In [/slurm/submit_multigpu.sh](./slurm/submit_multigpu.sh) the only parameter in the launcher that needs to be modified is `--num_processes`, which determines the number of GPUs we will use. In this case, using the environment variable `$SLURM_GPUS`, we indicate that we want to utilize all the GPUs available on the node we have requested.
In [/slurm/submit_multinode.sh](./slurm/submit_multinode.sh) we must specify the number of nodes that will be part of the training (`--num_machines`), how many GPUs we will use in total (`--num_processes`), the [`backend`](https://pytorch.org/docs/stable/elastic/run.html#note-on-rendezvous-backend), `--main_process_ip` which will be the address the master node and the `--main_process_port`.
In [/slurm/submit_multicpu.sh](./slurm/submit_multicpu.sh) we must specify the number of nodes that will be part of the training (`--num_machines`), how many CPU processes we will use in total (`--num_processes`), the [`backend`](https://pytorch.org/docs/stable/elastic/run.html#note-on-rendezvous-backend), `--main_process_ip` which will be the address the master node and the `--main_process_port`. `mpirun_hostfile` specifies to run the job using MPIRun.
In both scripts, we run `activateEnvironment.sh` at the beginning. This script should contain the necessary instructions to initialize the environment for execution. Below, we show an example that loads the necessary libraries ([Environment modules](https://github.com/cea-hpc/modules)), activates the Python environment, and sets up various environment variables, most of them to run the scripts in offline mode in case we don't have internet connection from the cluster.
```bash
# activateEnvironment.sh
module purge
module load anaconda3/2020.02 cuda/10.2 cudnn/8.0.5 nccl/2.9.9 arrow/7.0.0 openmpi
source activate /home/nct01/nct01328/pytorch_antoni_local
export HF_HOME=/gpfs/projects/nct01/nct01328/
export HF_LOCAL_HOME=/gpfs/projects/nct01/nct01328/HF_LOCAL
export HF_DATASETS_OFFLINE=1
export TRANSFORMERS_OFFLINE=1
export PYTHONPATH=/home/nct01/nct01328/transformers-in-supercomputers:$PYTHONPATH
export GPUS_PER_NODE=4
```
## Simple Multi-GPU Hardware Launcher (using an external platform)

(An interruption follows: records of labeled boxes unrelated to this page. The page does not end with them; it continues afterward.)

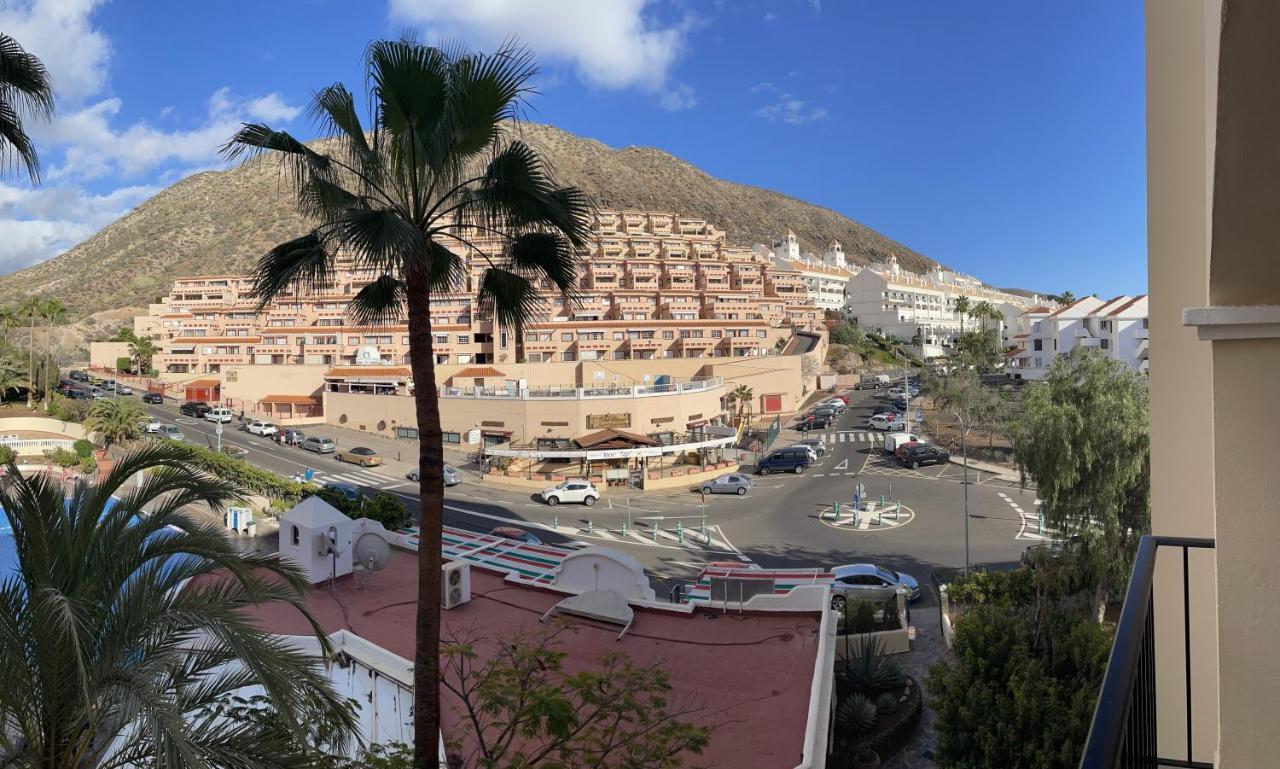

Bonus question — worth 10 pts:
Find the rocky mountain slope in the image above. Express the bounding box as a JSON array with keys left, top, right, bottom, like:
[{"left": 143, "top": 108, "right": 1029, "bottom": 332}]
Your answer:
[{"left": 0, "top": 123, "right": 933, "bottom": 317}]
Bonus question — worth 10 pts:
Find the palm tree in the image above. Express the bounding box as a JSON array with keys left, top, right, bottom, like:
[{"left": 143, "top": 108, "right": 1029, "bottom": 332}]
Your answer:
[
  {"left": 84, "top": 398, "right": 146, "bottom": 449},
  {"left": 40, "top": 299, "right": 67, "bottom": 411},
  {"left": 952, "top": 296, "right": 970, "bottom": 335},
  {"left": 0, "top": 444, "right": 355, "bottom": 769},
  {"left": 0, "top": 32, "right": 54, "bottom": 183},
  {"left": 129, "top": 337, "right": 159, "bottom": 376},
  {"left": 223, "top": 40, "right": 590, "bottom": 769}
]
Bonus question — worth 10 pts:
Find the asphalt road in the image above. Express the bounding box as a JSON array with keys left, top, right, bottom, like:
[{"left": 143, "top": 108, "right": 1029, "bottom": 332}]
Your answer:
[{"left": 137, "top": 390, "right": 1042, "bottom": 593}]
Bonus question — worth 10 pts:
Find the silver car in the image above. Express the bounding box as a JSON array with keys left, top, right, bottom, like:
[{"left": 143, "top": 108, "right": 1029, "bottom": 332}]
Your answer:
[
  {"left": 404, "top": 464, "right": 462, "bottom": 486},
  {"left": 703, "top": 472, "right": 754, "bottom": 496}
]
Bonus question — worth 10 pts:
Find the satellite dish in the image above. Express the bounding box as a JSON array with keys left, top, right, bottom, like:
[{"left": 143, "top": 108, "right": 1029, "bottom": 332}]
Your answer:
[
  {"left": 353, "top": 531, "right": 392, "bottom": 587},
  {"left": 356, "top": 344, "right": 383, "bottom": 366}
]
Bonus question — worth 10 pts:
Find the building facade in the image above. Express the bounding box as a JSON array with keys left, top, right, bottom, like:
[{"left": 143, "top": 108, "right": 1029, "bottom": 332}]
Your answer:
[
  {"left": 1005, "top": 294, "right": 1148, "bottom": 379},
  {"left": 844, "top": 257, "right": 1033, "bottom": 357}
]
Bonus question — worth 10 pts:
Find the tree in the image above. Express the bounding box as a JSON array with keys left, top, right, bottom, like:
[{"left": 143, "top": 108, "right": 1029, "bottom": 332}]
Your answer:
[
  {"left": 0, "top": 32, "right": 54, "bottom": 183},
  {"left": 1014, "top": 347, "right": 1151, "bottom": 598},
  {"left": 224, "top": 40, "right": 590, "bottom": 769},
  {"left": 0, "top": 444, "right": 355, "bottom": 769},
  {"left": 84, "top": 398, "right": 146, "bottom": 448},
  {"left": 129, "top": 337, "right": 159, "bottom": 376},
  {"left": 440, "top": 631, "right": 710, "bottom": 769},
  {"left": 951, "top": 296, "right": 969, "bottom": 334}
]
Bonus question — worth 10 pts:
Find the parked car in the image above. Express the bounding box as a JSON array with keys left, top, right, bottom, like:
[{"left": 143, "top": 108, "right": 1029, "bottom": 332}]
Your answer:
[
  {"left": 324, "top": 481, "right": 361, "bottom": 502},
  {"left": 157, "top": 425, "right": 187, "bottom": 440},
  {"left": 543, "top": 479, "right": 600, "bottom": 507},
  {"left": 404, "top": 464, "right": 462, "bottom": 486},
  {"left": 302, "top": 435, "right": 338, "bottom": 454},
  {"left": 333, "top": 447, "right": 383, "bottom": 467},
  {"left": 899, "top": 443, "right": 951, "bottom": 470},
  {"left": 205, "top": 406, "right": 236, "bottom": 425},
  {"left": 244, "top": 420, "right": 280, "bottom": 438},
  {"left": 489, "top": 526, "right": 543, "bottom": 545},
  {"left": 867, "top": 413, "right": 906, "bottom": 431},
  {"left": 755, "top": 448, "right": 813, "bottom": 475},
  {"left": 703, "top": 472, "right": 753, "bottom": 496},
  {"left": 178, "top": 400, "right": 214, "bottom": 420},
  {"left": 795, "top": 438, "right": 827, "bottom": 457},
  {"left": 831, "top": 563, "right": 920, "bottom": 610}
]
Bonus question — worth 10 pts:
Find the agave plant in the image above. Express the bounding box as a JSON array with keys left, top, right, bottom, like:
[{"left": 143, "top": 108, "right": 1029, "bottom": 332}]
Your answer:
[
  {"left": 224, "top": 40, "right": 590, "bottom": 766},
  {"left": 0, "top": 444, "right": 355, "bottom": 769}
]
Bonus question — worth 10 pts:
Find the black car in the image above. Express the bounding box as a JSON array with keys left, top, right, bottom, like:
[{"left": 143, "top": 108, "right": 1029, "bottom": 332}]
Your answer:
[
  {"left": 901, "top": 444, "right": 951, "bottom": 470},
  {"left": 178, "top": 400, "right": 214, "bottom": 420}
]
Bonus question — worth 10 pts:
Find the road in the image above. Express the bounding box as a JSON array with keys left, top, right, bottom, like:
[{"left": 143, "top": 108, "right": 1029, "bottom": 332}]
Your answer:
[{"left": 137, "top": 390, "right": 1042, "bottom": 583}]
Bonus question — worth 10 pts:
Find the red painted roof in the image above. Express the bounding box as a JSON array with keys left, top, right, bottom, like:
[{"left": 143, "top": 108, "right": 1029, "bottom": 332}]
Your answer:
[{"left": 234, "top": 551, "right": 819, "bottom": 768}]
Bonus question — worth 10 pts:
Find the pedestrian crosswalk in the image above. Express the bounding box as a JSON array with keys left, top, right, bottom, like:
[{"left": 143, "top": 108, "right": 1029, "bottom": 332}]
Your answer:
[{"left": 818, "top": 430, "right": 879, "bottom": 444}]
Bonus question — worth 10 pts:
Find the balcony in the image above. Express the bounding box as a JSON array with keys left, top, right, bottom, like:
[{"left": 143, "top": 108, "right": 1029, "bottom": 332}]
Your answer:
[{"left": 1080, "top": 535, "right": 1213, "bottom": 769}]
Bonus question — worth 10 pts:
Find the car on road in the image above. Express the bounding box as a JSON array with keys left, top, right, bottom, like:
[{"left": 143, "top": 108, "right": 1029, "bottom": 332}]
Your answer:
[
  {"left": 404, "top": 464, "right": 462, "bottom": 486},
  {"left": 333, "top": 447, "right": 383, "bottom": 467},
  {"left": 831, "top": 563, "right": 920, "bottom": 612},
  {"left": 541, "top": 479, "right": 600, "bottom": 507},
  {"left": 302, "top": 435, "right": 338, "bottom": 454},
  {"left": 156, "top": 425, "right": 187, "bottom": 441},
  {"left": 755, "top": 448, "right": 813, "bottom": 475},
  {"left": 867, "top": 413, "right": 906, "bottom": 430},
  {"left": 897, "top": 443, "right": 951, "bottom": 470},
  {"left": 205, "top": 406, "right": 236, "bottom": 425},
  {"left": 324, "top": 481, "right": 360, "bottom": 502},
  {"left": 489, "top": 526, "right": 543, "bottom": 545},
  {"left": 178, "top": 400, "right": 214, "bottom": 420},
  {"left": 244, "top": 420, "right": 280, "bottom": 438},
  {"left": 792, "top": 438, "right": 827, "bottom": 457},
  {"left": 703, "top": 472, "right": 754, "bottom": 496}
]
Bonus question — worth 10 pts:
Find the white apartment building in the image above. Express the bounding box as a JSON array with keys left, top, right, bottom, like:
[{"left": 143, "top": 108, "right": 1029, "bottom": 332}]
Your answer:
[
  {"left": 1006, "top": 294, "right": 1148, "bottom": 379},
  {"left": 753, "top": 229, "right": 858, "bottom": 311},
  {"left": 844, "top": 257, "right": 1033, "bottom": 358}
]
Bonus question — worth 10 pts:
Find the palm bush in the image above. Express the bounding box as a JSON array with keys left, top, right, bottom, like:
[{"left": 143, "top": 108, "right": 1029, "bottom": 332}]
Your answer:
[
  {"left": 224, "top": 40, "right": 590, "bottom": 766},
  {"left": 0, "top": 444, "right": 355, "bottom": 769}
]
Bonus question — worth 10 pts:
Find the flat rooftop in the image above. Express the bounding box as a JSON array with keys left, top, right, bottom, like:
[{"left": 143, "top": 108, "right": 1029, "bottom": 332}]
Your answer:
[{"left": 239, "top": 551, "right": 820, "bottom": 768}]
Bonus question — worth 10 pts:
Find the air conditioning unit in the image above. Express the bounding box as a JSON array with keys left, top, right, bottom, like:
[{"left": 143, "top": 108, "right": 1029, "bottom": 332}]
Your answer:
[{"left": 440, "top": 560, "right": 471, "bottom": 609}]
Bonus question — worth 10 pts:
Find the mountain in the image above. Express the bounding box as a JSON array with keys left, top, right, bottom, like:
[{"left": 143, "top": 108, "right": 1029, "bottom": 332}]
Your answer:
[{"left": 0, "top": 123, "right": 934, "bottom": 317}]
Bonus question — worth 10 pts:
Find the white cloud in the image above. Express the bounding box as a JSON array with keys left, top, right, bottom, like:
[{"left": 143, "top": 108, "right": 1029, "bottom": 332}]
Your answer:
[
  {"left": 755, "top": 93, "right": 827, "bottom": 125},
  {"left": 390, "top": 0, "right": 700, "bottom": 109}
]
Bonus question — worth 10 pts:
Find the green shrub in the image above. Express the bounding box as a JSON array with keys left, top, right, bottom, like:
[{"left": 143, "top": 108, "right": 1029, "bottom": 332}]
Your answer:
[{"left": 360, "top": 491, "right": 411, "bottom": 531}]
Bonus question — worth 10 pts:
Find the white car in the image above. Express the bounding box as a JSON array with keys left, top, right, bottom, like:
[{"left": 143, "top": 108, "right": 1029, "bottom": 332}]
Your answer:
[
  {"left": 867, "top": 413, "right": 906, "bottom": 431},
  {"left": 244, "top": 420, "right": 280, "bottom": 438},
  {"left": 543, "top": 479, "right": 600, "bottom": 507}
]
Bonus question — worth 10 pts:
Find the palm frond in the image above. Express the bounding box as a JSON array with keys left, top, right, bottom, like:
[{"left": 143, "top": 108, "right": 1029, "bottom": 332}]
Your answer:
[
  {"left": 347, "top": 275, "right": 406, "bottom": 326},
  {"left": 251, "top": 230, "right": 335, "bottom": 312}
]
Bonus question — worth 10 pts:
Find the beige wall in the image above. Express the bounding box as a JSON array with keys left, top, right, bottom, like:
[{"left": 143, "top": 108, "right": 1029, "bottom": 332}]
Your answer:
[{"left": 1147, "top": 0, "right": 1223, "bottom": 760}]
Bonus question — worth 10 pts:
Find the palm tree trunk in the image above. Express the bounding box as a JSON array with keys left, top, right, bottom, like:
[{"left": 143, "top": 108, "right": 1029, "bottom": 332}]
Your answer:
[{"left": 406, "top": 264, "right": 444, "bottom": 769}]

[multigpu_remote_launcher.py](./multigpu_remote_launcher.py) is a minimal script that demonstrates launching accelerate
on multiple remote GPUs, and with automatic hardware environment and dependency setup for reproducibility. You can
easily customize the training function used, training arguments, hyperparameters, and type of compute hardware, and then
run the script to automatically launch multi GPU training on remote hardware.
This script uses [Runhouse](https://github.com/run-house/runhouse) to launch on self-hosted hardware (e.g. in your own
cloud account or on-premise cluster) but there are other options for running remotely as well. Runhouse can be installed
with `pip install runhouse`, and you can refer to
[hardware setup](https://runhouse-docs.readthedocs-hosted.com/en/latest/api/python/cluster.html#hardware-setup)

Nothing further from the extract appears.